Interoperability with emerging identity frameworks

• Decentralized Identifiers (DIDs) and Verifiable Credentials (VCs). Expect experiments integrating WebAuthn keys with DID controllers and using WebAuthn-produced assertions as proofs for VCs. Standardization and tooling are still early, but the cryptographic foundations are compatible.

• OAuth/OIDC synergy. WebAuthn will increasingly be used as an upstream authentication method inside OIDC flows. Expect clearer best practices and standardized claims that express attestation context.

Operational realities for Relying Parties (RPs)

• Planning for multi-device: design onboarding flows that accept device migration and recovery. Offer account recovery alternatives that are phishing-resistant (for example, trusted out-of-band verification) rather than reverting to passwords.

• Risk-based adaptive policies: combine attestation, device posture, and contextual signals (location, device type) for access decisions.

• Enterprise controls: enterprises will demand admin-friendly attestation and policy channels (e.g., throwing enterprise attestation into the mix for managed keys). Expect vendor APIs that let IT set attestation/policy constraints.

• Testing for accessibility: WebAuthn UX must work for users with disabilities. Ensure fallback flows and clear UX messaging.

Predictions (3–5 years)

1. Widespread passkey adoption becomes the baseline for consumer authentication, with fewer users falling back to passwords.

2. WebAuthn Level 2 stabilizes around a set of extensions for largeBlob, conditional UI, and finer-grained attestation preferences. Browsers and platform vendors will standardize common patterns.

3. Privacy-preserving attestation options will be mainstream: RPs will choose between minimal (anonymous) attestation for general auth and rich attestation for high-risk operations.

4. Biometric verification will be universally match-on-device and normalized as a local UV method, accompanied by attestations indicating liveness and hardware protections where needed.

5. Enterprise and regulatory pressure will produce hardened patterns for backup, recovery, and auditability - and possibly new legal frameworks around credential portability and provider responsibilities.

Practical recommendations - what to do now

• Start with passkeys where possible. Implement WebAuthn-based passwordless flows now to reduce phishing risk and prepare for customer expectations.

• Implement tiered attestation policies. Default to privacy-preserving attestation for consumer logins and require richer attestation only for high-risk actions.

• Design recovery carefully. Avoid password-only fallbacks. Use strong out-of-band recovery flows and document recovery UX to customers.

• Store minimal attestation metadata. Encrypt what you must keep, and log access.

• Test cross-platform: verify how credentials migrate between vendor ecosystems (Apple <-> Google <-> Microsoft) and how UX differs.
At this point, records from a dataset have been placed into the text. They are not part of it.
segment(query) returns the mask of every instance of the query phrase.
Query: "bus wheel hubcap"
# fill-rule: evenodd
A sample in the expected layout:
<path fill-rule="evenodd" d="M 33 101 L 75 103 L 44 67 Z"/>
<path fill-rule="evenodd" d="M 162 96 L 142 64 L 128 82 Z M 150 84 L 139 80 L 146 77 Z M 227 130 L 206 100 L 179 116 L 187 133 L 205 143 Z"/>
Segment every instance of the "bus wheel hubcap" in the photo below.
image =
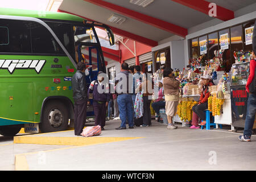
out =
<path fill-rule="evenodd" d="M 63 115 L 61 112 L 57 109 L 52 109 L 48 115 L 49 122 L 54 127 L 61 125 L 63 121 Z"/>

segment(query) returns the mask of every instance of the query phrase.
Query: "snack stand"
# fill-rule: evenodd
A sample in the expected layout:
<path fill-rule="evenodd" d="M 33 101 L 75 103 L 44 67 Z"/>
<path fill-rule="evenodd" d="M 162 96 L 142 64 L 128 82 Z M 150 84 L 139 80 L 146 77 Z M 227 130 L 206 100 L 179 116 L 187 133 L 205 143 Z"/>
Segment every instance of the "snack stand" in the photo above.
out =
<path fill-rule="evenodd" d="M 243 128 L 247 112 L 249 93 L 245 85 L 249 75 L 250 63 L 234 64 L 231 79 L 231 108 L 232 126 L 235 131 L 237 128 Z M 256 129 L 254 121 L 253 129 Z"/>

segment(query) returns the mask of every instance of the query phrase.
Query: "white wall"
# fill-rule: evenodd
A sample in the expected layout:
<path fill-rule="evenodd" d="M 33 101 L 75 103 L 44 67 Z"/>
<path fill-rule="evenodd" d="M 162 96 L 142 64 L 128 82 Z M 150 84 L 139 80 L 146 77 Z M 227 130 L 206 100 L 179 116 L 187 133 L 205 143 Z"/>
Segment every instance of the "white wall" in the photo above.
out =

• Monitor standards and vendor guidance. Watch W3C WebAuthn Level 2 and FIDO Alliance announcements for new extensions and recommended patterns: https://www.w3.org/TR/webauthn/ and https://fidoalliance.org/.

Final thought

WebAuthn is already changing authentication. The next steps will make it more seamless, more privacy-respecting, and more integrated with biometrics and identity frameworks - but only if implementers intentionally design for privacy, recovery, and interoperability. The technology can replace passwords; now we must replace the risky operational choices that once came with them. That shift - from just stronger authentication to thoughtfully secure, private, and usable identity - is the real agenda for the next era.